The covariance matrix $\bb{C}$ tells us how much the signal is concentrated in various spatial directions; its determinant can be used to quantify this spread: when $\det \bb{C}$ is small, the signal is localized in space. In the frequency domain, the signal remains Gaussian with the inverse covariance. Since both $\bb{C}$ and $\bb{C}^{-1}$ have the same eigenbasis but reciprocal eigenvalues, observe that the more the signal is concentrated in space in a certain direction, the more it is spread in frequency in the corresponding direction, and vice versa. The quantity $\pi \det \bb{C}^{-1}$ measures the spread of the signal in frequency. Since $\det \bb{C} \cdot \pi \det \bb{C}^{-1} = \pi$, we conclude that the Gaussian cannot be simultaneously localized both in space and frequency. This conclusion holds for every signal\footnote{Actually, the Gaussian achieves the best possible simultaneous localization in both domains.} – a result known as the uncertainty principle with profound implications on why the Universe looks like it looks.

Rotation

An important particular case of the stretching property is when $\bb{A}$ is an orthonormal matrix representing rotations (and, possibly, reflections). Let us define the rotation operator as $\mathcal{R} _{\bb{R}} : f(\bb{x}) \mapsto f(\bb{R}\bb{x})$, where $\bb{R}$ is a rotation matrix. Since orthonormal matrices satisfy $\bb{R}^{-1} = \bb{R}^\Tr$ and $ \det \bb{R} = \pm 1$, the stretching property reduces to $\mathcal{R} _{\bb{R}} f \fff \mathcal{R} _{\bb{R}} F$. In other words, the Fourier transform commutes with rotation:

\[\mathcal{F} \mathcal{R}_{\bb{R}} = \mathcal{R}_{\bb{R}} \mathcal{F}\]

Projection

Let us define the projection operator along the last spatial coordinate as

\[\mathcal{P} : f(\bb{x}) \mapsto \int_{\RR} f(x_1,\cdots,x_{d-1}, x_d) dx_d.\]

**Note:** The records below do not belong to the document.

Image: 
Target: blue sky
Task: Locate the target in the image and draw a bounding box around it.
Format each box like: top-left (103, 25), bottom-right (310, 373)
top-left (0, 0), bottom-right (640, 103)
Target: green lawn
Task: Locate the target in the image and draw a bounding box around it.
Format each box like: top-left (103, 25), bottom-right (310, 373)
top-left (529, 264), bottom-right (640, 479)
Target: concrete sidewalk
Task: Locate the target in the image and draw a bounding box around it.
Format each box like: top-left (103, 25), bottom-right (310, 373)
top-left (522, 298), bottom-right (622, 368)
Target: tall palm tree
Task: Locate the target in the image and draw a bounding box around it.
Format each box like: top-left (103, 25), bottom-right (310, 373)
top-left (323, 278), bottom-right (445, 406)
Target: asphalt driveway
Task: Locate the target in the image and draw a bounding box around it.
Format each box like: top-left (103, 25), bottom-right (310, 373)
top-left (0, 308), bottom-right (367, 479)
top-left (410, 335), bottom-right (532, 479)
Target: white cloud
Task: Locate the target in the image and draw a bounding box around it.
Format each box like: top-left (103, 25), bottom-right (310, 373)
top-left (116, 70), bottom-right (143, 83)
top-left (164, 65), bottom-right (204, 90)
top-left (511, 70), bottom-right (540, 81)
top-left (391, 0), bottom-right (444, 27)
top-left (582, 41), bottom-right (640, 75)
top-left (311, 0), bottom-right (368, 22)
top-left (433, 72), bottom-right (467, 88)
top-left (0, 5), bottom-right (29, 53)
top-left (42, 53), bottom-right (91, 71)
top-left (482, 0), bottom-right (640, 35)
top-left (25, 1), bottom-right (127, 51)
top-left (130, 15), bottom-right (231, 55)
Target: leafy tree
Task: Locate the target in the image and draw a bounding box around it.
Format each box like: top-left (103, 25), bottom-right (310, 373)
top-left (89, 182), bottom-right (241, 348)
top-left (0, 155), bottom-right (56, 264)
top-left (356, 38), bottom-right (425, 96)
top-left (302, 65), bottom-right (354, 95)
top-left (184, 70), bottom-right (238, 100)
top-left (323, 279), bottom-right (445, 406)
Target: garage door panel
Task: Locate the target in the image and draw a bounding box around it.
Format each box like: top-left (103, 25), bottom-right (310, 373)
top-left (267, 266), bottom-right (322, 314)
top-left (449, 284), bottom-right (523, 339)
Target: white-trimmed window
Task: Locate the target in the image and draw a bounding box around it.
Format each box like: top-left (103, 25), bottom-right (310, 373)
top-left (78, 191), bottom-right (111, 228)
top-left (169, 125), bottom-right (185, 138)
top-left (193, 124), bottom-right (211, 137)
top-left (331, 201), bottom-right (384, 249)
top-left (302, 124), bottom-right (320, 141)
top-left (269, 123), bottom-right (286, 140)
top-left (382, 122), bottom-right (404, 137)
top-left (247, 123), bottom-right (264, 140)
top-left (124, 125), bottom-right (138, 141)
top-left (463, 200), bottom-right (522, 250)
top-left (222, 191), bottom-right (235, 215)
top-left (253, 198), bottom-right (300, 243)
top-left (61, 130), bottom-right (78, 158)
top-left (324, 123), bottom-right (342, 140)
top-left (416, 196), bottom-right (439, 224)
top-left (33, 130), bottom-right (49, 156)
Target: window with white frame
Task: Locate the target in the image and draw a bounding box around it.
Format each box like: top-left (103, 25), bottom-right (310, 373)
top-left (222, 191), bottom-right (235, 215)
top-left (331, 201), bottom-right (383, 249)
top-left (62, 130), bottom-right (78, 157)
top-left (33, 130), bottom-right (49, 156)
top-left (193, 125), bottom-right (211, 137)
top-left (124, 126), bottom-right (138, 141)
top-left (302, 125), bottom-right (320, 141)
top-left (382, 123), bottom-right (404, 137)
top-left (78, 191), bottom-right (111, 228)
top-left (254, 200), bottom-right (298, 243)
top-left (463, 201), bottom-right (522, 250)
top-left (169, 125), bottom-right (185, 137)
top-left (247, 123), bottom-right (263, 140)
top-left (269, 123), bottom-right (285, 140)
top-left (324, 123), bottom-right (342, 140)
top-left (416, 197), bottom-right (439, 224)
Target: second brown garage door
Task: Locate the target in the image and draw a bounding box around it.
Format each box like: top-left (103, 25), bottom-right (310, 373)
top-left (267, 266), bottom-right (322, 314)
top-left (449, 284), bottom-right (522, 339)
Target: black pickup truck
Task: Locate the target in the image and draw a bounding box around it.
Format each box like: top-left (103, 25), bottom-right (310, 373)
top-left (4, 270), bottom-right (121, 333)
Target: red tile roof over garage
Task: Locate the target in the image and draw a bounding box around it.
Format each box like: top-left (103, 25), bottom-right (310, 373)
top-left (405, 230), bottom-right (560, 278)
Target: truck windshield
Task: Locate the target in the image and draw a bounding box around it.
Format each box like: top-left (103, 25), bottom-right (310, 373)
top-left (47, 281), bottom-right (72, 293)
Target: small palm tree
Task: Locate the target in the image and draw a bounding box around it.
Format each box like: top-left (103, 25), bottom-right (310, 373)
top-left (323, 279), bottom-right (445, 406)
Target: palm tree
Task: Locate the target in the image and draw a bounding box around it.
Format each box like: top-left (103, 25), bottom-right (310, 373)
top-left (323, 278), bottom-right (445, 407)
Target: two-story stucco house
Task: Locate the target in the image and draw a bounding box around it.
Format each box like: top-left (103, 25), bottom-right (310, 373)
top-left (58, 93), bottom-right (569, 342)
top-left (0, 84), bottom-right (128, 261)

Note that projection maps functions from $\mathbb{F}(\RR^d,\RR)$ to $\mathbb{F}(\RR^{d-1},\RR)$. Interpreting $f$ as a $d$-dimensional probability density function, the latter operation can be interpreted as marginalization with respect to $x_d$. Invoking the $(d-1)$-dimensional Fourier transform on $\mathcal{P} f$ yields

\[\begin{eqnarray*} (\mathcal{F}( \mathcal{P} f))( \bb{\xi} ) &=& \int_{\RR^{d-1}} \left( \int_{\RR} f(x_1,\cdots,x_{d-1}, x_d) dx_d \right) e^{-2\pi \ii \, (x_1 \xi_1 + \cdots x_{d-1}\xi_{d-1} )} dx_1 \cdots dx_{d-1} \\ &=&\left. \int_{\RR^d} f(\bb{x}) e^{-2\pi \ii \, \bb{x}^\Tr \bb{\xi} } d\bb{x} \right|_{\xi_d = 0} = (\mathcal{F}f)(\xi_1,\dots, \xi_{d-1}, 0). \end{eqnarray*}\]

Defining the slice operator $Q : f(\bb{x}) \mapsto f(x_1,\dots, x_{d-1},0)$ from $\mathbb{F}(\RR^d,\RR)$ to $\mathbb{F}(\RR^{d-1},\RR)$ we can express the latter result more compactly as $\mathcal{F}\mathcal{P} = \mathcal{Q}\mathcal{F}$. Note that while on the right hand side $\mathcal{F}$ denotes a $d$-dimensional Fourier transform, on the left hand side it stands for the $(d-1)$-dimensional counterpart.

Applying a rotation operator on the right to both sides of the identity yields

\[\mathcal{F}\mathcal{P} \mathcal{R}_{\bb{R}} = \mathcal{Q}\mathcal{F} \mathcal{R} _{\bb{R}} = \mathcal{Q} \mathcal{R}_{\bb{R}} \mathcal{F}\]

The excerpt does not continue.